You are viewing a plain text version of this content. The canonical link for it is here.
Posted to issues@metron.apache.org by "ASF GitHub Bot (JIRA)" <ji...@apache.org> on 2017/01/26 00:12:27 UTC
[jira] [Commented] (METRON-672) SolrIndexingIntegrationTest fails intermittently

    [ https://issues.apache.org/jira/browse/METRON-672?page=com.atlassian.jira.plugin.system.issuetabpanels:comment-tabpanel&focusedCommentId=15838867#comment-15838867 ] 

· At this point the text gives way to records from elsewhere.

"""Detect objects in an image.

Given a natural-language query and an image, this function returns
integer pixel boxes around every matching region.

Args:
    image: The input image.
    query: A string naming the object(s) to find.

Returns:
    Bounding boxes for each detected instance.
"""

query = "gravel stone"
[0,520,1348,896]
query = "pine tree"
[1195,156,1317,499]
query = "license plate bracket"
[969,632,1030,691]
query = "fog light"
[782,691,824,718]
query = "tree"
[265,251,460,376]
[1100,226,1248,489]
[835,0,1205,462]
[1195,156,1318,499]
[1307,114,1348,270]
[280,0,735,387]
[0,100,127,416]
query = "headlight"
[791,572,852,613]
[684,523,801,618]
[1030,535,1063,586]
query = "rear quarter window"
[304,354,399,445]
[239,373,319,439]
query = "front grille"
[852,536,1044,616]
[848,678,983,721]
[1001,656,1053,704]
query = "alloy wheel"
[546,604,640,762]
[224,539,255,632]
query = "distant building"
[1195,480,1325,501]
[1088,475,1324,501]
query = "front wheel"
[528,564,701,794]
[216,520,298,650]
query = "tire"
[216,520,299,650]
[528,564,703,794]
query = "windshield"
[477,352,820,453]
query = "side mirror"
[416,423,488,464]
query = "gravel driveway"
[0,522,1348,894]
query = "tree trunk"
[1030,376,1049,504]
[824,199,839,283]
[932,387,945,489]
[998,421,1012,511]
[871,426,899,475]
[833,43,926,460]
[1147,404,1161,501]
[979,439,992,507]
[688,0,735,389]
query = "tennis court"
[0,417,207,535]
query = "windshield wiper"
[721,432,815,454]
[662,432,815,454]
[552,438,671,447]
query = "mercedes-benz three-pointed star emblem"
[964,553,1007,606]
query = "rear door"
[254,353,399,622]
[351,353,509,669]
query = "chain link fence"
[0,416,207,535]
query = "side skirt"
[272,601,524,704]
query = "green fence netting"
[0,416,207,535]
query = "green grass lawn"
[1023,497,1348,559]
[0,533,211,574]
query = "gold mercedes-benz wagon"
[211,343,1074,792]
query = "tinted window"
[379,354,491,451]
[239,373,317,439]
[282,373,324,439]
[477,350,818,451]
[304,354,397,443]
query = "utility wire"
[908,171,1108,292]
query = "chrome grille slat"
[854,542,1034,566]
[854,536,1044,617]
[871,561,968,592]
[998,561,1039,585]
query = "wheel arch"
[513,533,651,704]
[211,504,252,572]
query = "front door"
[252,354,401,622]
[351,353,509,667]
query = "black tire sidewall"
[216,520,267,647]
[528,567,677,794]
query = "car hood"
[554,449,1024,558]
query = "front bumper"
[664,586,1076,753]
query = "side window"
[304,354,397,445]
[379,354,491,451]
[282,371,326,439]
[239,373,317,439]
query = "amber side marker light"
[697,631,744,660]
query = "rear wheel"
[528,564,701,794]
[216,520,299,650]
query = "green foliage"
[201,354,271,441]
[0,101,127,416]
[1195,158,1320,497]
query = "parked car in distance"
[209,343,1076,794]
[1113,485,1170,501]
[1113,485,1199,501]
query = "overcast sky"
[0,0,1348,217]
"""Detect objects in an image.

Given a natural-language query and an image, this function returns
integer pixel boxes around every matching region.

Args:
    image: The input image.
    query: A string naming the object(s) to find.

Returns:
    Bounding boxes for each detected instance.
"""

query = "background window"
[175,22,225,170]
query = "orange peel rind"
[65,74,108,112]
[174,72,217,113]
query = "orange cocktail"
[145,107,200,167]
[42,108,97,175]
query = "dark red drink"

ASF GitHub Bot commented on METRON-672:
---------------------------------------

GitHub user cestella opened a pull request:

    https://github.com/apache/incubator-metron/pull/424

    METRON-672: SolrIndexingIntegrationTest fails intermittently

    This failure is due to a change in default behavior when indexing was split off into a separate configuration file.  The default batch size was changed from `5` to `1` in particular.  This, by itself, is not a problem, but the `IndexingIntegrationTest` (base class for Solr and Elastic search integration tests):
    * submits the configs
    * starts the indexing topology
    * writes the input data
    
    The writing of the input data may happen before the topology fully loads or the configuration fully loads, especially if the machine running the unit tests is under load (like with travis).  As a result, the first record may end up with the default batch size (of 1) and write out immediately because the indexing configs haven't loaded into zookeeper just yet.  In that circumstance, eventually the configs load and the batch size is set to `5`.  Meanwhile we've written 10 records and are expecting 10 in return, but because you wrote the first out already and then the next 5, we have another 4 pending to be written by the `BulkMessageWriterBolt`.
    
    So, the failure scenario is as follows:
    * Message 1 is received and the indexing config hasn't loaded yet, so the batch size is 1 and it immediately gets written out
    * Message 2 - 5 are each received and the indexing config has loaded, so the batch size is 5 and it queues up
    * Message 6 is received and the batch writes out
    * Messages 7 - 10 are received, but never make a full batch, so we time out waiting for them to write out
    
    The fix is to ensure that we don't write out messages to kafka until the configs are loaded, which is what this PR does.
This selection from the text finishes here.